Не является ли бегство сибирских крестьянок явле­нием пусть болезненным, но положительным, по­скольку отражает их проснувшееся гражданское са­мосознание… Крестьянка, которая доросла до той сте­пени сознательности, когда она может в любой мо­мент порвать с мужем, курятником и коровой, — это ли не тот элемент, в котором больше всего нуждается сейчас наша коммуна?

Вот, собственно, и весь пример. Свежая, острая для своего времени и глубокая мысль автора обеспечила неожиданный поворот теме, что, в свою очередь, не могло не привлечь внимания общественности к собы­тиям, происшедшем в далекой сибирской деревне.

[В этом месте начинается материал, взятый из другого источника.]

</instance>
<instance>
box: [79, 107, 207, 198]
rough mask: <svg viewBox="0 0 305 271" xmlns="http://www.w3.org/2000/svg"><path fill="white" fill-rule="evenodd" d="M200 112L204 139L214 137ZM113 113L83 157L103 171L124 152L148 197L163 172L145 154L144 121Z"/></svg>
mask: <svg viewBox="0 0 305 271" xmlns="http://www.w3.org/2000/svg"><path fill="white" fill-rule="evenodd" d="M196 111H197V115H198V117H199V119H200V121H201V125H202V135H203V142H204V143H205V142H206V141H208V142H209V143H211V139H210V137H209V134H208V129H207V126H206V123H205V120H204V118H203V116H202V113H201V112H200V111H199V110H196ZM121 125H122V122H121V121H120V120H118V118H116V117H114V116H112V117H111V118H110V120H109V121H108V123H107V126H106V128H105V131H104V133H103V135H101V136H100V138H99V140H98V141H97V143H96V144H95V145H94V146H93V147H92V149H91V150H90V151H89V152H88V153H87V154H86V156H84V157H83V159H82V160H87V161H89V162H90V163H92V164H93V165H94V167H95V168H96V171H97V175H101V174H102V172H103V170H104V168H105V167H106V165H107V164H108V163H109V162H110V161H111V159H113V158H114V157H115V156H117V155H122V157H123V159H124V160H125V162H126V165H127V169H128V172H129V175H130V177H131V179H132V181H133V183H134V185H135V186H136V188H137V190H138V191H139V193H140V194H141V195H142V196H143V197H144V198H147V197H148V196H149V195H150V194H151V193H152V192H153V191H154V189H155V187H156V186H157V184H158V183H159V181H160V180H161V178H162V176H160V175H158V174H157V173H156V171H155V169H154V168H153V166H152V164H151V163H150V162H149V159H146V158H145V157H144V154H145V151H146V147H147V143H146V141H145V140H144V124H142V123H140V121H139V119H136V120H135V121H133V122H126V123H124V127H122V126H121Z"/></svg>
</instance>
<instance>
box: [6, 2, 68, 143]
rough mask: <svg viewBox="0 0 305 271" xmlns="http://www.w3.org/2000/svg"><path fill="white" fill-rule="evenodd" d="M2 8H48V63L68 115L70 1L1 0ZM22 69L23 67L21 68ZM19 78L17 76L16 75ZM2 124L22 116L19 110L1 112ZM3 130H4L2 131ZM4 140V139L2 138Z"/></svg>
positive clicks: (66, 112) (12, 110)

Да, никакой факт, даже кричащий, сенсационный, не может «повлиять на умы», если он не осмыслен авто­ром, не снабжен размышлениями, доводами, резона­ми, не обеспечен темой, имеющей свой портрет. Сен­сация сама по себе чаще всего рождает кривотолки, оставляет читателя в недоумении, не организует его отношения к событию, факту, а в итоге не формирует общественного мнения, не будит общественной мыс­ли, стало быть, не способствует выполнению главной задачи журналистики. Не помню в своей практике случая, когда бы я взялся за перо, соблазнившись «по­трясающим» фактом, не попытавшись прежде транс­формировать замысел в тему. Нет темы — и такое бывало, — и я без сожаления отказывался от написа­ния материала. Потому что просто нечего сказать чи­тателю. Голая сенсация в журналистике — это гром литавр в оркестре, звучащих вне всякой связи с мело­дией и содержанием.

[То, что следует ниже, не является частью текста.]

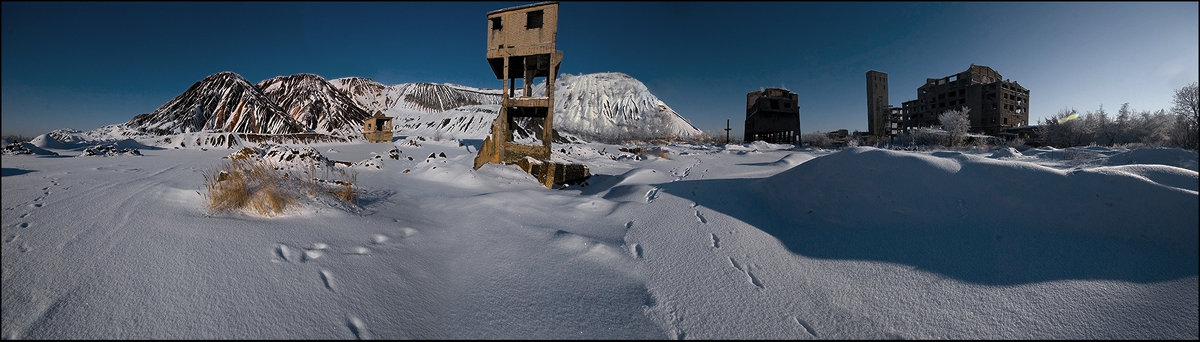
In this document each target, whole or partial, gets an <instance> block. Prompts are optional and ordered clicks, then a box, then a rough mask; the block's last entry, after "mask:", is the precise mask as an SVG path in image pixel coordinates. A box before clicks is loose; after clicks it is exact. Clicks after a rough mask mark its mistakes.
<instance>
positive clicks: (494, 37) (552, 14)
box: [474, 1, 590, 187]
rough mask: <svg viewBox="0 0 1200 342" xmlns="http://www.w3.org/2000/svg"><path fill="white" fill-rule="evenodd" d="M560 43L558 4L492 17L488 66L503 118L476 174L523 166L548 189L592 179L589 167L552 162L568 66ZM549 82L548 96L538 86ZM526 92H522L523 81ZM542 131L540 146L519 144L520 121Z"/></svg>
mask: <svg viewBox="0 0 1200 342" xmlns="http://www.w3.org/2000/svg"><path fill="white" fill-rule="evenodd" d="M557 41H558V2H556V1H548V2H538V4H529V5H522V6H516V7H509V8H503V10H496V11H492V12H488V13H487V64H488V65H490V66H491V67H492V73H494V74H496V78H497V79H499V80H500V83H502V94H500V112H499V114H498V115H497V116H496V120H493V121H492V133H491V134H488V136H487V138H485V139H484V144H482V145H481V146H480V150H479V154H478V155H476V156H475V166H474V167H475V169H479V168H480V167H482V166H484V164H486V163H502V164H518V166H521V168H522V169H524V170H526V172H528V173H530V174H533V175H534V176H536V178H538V180H539V181H541V182H542V184H544V185H546V187H553V186H554V185H557V184H569V182H576V181H581V180H583V179H587V178H588V176H590V172H589V170H588V168H587V166H583V164H571V163H559V162H553V161H551V160H550V157H551V154H552V151H551V143H552V140H553V127H554V78H556V76H557V73H558V67H559V65H562V62H563V52H560V50H558V49H557V48H556V47H554V44H556V43H557ZM539 78H541V79H544V80H545V84H546V88H545V92H544V94H534V91H533V84H534V82H535V80H536V79H539ZM518 79H520V80H521V89H520V90H517V84H516V82H517V80H518ZM518 119H520V120H528V121H529V122H534V124H533V125H532V126H533V127H541V131H540V132H534V136H535V137H534V138H535V140H538V142H536V143H534V144H526V143H518V142H515V140H514V137H512V133H514V130H515V128H516V127H517V120H518Z"/></svg>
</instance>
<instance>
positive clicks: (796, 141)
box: [745, 88, 800, 144]
mask: <svg viewBox="0 0 1200 342" xmlns="http://www.w3.org/2000/svg"><path fill="white" fill-rule="evenodd" d="M797 100H798V97H797V95H796V92H791V91H787V90H785V89H779V88H767V89H763V90H760V91H752V92H750V94H746V130H745V142H746V143H749V142H754V140H763V142H767V143H773V144H796V143H799V140H800V107H798V106H797V102H798V101H797Z"/></svg>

Еще приведу примеры, но уже из собственной прак­тики. Без лишних предисловий еще раз опубликую не­сколько работ, написанных и напечатанных за минув­ший 1998 год в центральной прессе, уверенный в том, что мой искушенный читатель справедливо оценит повороты тем, ему предложенных. Не могу, да и не хочу открывать «америк», но принести пользу вам по­пытаюсь. Рассчитываю на извечный читательский опыт и способность видеть глазами один текст, прони­кать, однако, в его междустрочье, и еще думать при этом, анализировать и даже фантазировать. Иными словами, быть соавтором журналиста. После такого неприкрытого подмазывания я готов предъявить чи­тателю журналистские «нюни» и слезы, на сей раз даже без надежды на финальную улыбку; впрочем, я могу смягчиться позже. Ни вы, ни я, этого пока не знаем. Итак, с Богом.

КУДА ИДЕМ?

Страсти постепенно стихают. Инцидент еще не исчерпан. Любая искра вызовет новые бури. Каждый телезритель и «газетных тонн глотатель» способен думать о ситуации с Анатолием Чубайсом все, что ему хочет­ся. Как и вы, я видел и читал «драматургический» сюжет собственными глазами. Но не уверен, что мы с вами наблюдали одно и то же. Ведь наши впечатления зависят от разного понимания основ нравственности, законности и еще от политических пристрастий. Кто из нас прав? Не знаю. Могу изложить читателю собственное представление о случившем­ся, не претендуя при этом на бесспорность.